To take advantage of the Stochastic Gradient Descent, we first need to split the data into minibatches. Also for this we can use PyTorch, the corresponding functions are available in the submodule `torch.utils.data`.

In [None]:
from torch.utils import data

In `torch.utils.data` there are two functions you need:

* `data.TensorDataset(input,labels)` creates a PyTorch dataset from the data.
* `data.DataLoader(Dataset, batch_size)` creates minibatches of the specified size from a PyTorch dataset.

In [None]:
train_data = data.TensorDataset(train_images, train_labels) 
# input are our tensors which contain the images and the labels
loader = data.DataLoader(train_data, batch_size = 32)

In [None]:
print(len(loader))

The variable `loader` now contains 1875 minibatches, each with 32 images and their 32 labels. In the next cell you can see the content of the first batch.

In [None]:
list(loader)[0]

To bring everything together, you need a second `for-loop` that selects the minibatches one by one within the first `for-loop` and passes them through the network. 

In [None]:
## Define network, loss function and update algorithm
net = nn.Sequential(nn.Linear(784,300), 
                    nn.ReLU(), 
                    nn.Linear(300,300),
                    nn.ReLU(), 
                    nn.Linear(300,10))
loss_function = nn.CrossEntropyLoss()
update = optim.SGD(net.parameters(), lr=0.3)
EPOCHS = 2

## Trainings Loop
for i in range(EPOCHS):
    loss_list = [] # this list stores the loss of each minibatch
                   # with this we can calculate the average loss within the epoch
    for minibatch in loader: # loop through all minibatches
        images, labels = minibatch # minibatch is divided into images and labels
        
        update.zero_grad()
        output = net(images) # forward propagation
    
        loss   = loss_function(output, labels)
        loss.backward()
        loss_list.append(loss.item())
        update.step()
        
    output = net(train_images)
    acc=((output.max(dim=1)[1]==train_labels).sum()/float(output.shape[0])).item()
    print(
        "Training Loss: %.2f Training Accuracy: %.2f"
        % (np.mean(loss_list), acc)
    )
    

After only two epochs, the accuracy is much higher than ever before. A single epoch takes much longer compared to "normal" Gradient Descent, but the total training time is reduced.

To calculate the Accuracy, after all the minibatches have passed through the network, the entire dataset is sent through the network again (without changing the weights). Accuracy is then calculated based on these predictions, The loss of the epoch is the average loss of the minibatches.

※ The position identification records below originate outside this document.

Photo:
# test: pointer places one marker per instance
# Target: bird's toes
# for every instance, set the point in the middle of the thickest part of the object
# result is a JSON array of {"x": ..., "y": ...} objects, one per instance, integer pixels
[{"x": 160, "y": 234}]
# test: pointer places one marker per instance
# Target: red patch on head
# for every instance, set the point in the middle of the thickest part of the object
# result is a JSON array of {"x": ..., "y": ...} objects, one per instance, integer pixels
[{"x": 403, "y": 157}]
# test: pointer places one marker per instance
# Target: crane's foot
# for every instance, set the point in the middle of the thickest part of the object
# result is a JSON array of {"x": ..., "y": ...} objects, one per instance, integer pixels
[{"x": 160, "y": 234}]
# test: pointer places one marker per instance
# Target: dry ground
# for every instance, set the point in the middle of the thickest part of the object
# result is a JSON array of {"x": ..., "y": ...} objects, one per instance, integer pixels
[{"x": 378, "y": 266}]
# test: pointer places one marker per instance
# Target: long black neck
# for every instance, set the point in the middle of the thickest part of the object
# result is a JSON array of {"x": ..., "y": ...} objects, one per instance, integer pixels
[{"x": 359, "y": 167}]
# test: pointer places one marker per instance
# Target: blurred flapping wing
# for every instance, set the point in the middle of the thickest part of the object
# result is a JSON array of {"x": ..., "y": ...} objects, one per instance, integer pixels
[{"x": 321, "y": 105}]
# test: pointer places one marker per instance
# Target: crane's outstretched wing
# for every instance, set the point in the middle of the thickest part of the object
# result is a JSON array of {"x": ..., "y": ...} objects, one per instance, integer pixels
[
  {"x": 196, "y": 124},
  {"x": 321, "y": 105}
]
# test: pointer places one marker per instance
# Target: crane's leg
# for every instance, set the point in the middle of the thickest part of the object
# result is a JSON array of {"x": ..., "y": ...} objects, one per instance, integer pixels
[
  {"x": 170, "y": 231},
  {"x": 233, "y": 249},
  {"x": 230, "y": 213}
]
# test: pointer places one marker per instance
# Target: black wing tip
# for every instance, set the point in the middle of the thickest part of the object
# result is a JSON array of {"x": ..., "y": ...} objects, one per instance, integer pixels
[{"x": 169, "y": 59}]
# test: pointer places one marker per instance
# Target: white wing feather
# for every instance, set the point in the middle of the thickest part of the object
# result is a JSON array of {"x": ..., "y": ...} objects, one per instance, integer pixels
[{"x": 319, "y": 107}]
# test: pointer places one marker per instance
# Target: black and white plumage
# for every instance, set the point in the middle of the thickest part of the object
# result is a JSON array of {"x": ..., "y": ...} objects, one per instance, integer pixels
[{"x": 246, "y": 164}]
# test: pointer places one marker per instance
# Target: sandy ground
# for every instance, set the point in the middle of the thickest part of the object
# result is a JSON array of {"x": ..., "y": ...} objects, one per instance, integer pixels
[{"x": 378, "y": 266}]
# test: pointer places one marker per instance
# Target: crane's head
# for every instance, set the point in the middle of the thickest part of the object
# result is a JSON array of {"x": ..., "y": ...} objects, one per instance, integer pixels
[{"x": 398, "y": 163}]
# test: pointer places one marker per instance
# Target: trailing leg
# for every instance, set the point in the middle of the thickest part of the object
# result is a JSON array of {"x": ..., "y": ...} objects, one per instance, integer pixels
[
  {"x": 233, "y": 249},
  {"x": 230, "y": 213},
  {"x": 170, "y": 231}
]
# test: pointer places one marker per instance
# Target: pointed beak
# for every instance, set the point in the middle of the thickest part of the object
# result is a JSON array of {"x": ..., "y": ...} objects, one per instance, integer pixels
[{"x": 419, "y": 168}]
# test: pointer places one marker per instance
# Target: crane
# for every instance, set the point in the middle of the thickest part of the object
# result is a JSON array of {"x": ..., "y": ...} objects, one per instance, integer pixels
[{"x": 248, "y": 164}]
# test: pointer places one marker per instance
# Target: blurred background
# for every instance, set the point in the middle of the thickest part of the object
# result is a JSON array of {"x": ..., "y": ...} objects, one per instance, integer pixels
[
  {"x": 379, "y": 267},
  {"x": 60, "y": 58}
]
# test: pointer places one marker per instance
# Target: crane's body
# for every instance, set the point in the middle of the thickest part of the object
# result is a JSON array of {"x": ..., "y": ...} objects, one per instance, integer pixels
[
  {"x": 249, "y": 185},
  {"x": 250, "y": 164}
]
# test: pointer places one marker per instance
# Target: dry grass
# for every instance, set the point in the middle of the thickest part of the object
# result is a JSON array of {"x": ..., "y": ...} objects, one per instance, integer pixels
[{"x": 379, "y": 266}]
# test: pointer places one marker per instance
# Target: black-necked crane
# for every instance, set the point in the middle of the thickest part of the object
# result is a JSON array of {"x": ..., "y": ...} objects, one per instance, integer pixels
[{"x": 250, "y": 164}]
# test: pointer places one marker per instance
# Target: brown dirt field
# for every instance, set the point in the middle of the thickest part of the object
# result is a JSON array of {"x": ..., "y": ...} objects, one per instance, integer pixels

Tip: If you want to copy/output the value of a tensor and not the tensor itself, you can use `x.item()`.

# Advanced Layers


In the following we will deal with new layers that are used in addition to linear layers.

## Dropout

Dropout is used during training to randomly *remove* individual neurons from the network. In other words, they are turned off for a short time. Mathematically, this means that their output is simply set to zero.
Each time a batch passes through the network, the output of randomly selected neurons is set to zero. 

This random temporary *erasure* of neurons forces the network to not rely on individual neurons. Similar to Random Forest, where variables are randomly removed, Dropout prevents *overfitting* .
However, during the validation of the network (validation or test set), no more neurons are removed and the dropout layer is skipped.

How many neurons are removed from the network is another hyperparameter that, like the learning rate, can be chosen by you. The dropout is given as a percentage. So a dropout of `0.8` means that in this layer 80% of the neurons are removed or their output is set to zero. A default value for the dropout is `0.2`. Often a dropout layer is used directly after the input.

In PyTorch, a dropout layer is defined as `nn.Dropout(0.2)`.


In [None]:
torch.manual_seed(1235)

example_x = torch.tensor([[1.,2.,3.,4.,5.]] )
do = nn.Dropout(0.5)
do(example_x)

Three of the values were set to `0`, but the other values doubled. **Why did this happen?**

This is because we train with dropout but evaluate without dropout. This means that with a dropout of `0.5` only half of the neurons are used. In the forward pass, the values are passed as a weighted sum. If half of the neurons have the value `0`, the sum is obviously much smaller than in a network where no dropout is used. In the course of training, the scale of the weights is adjusted to the expected scale of the inputs.

Without Dropout: $$z = \beta_0 + \beta_11 + \beta_22 +\beta_33 +\beta_44 +\beta_55$$

With Dropout: $$\begin{align}z&= \beta_0 + \beta_10 + \beta_22 +\beta_30 +\beta_44 +\beta_50 \
&=\beta_0 + \beta_22+\beta_44\end{align}$$


The sum $z$ with dropout is always smaller than the sum without dropout. By increasing the size of the forwarded inputs, we ensure that the weights do not adjust to the wrong scale of inputs.

This is because in the evaluation, where no dropout is used, we suddenly have twice as many inputs. This discrepancy between training and evaluation is thus prevented.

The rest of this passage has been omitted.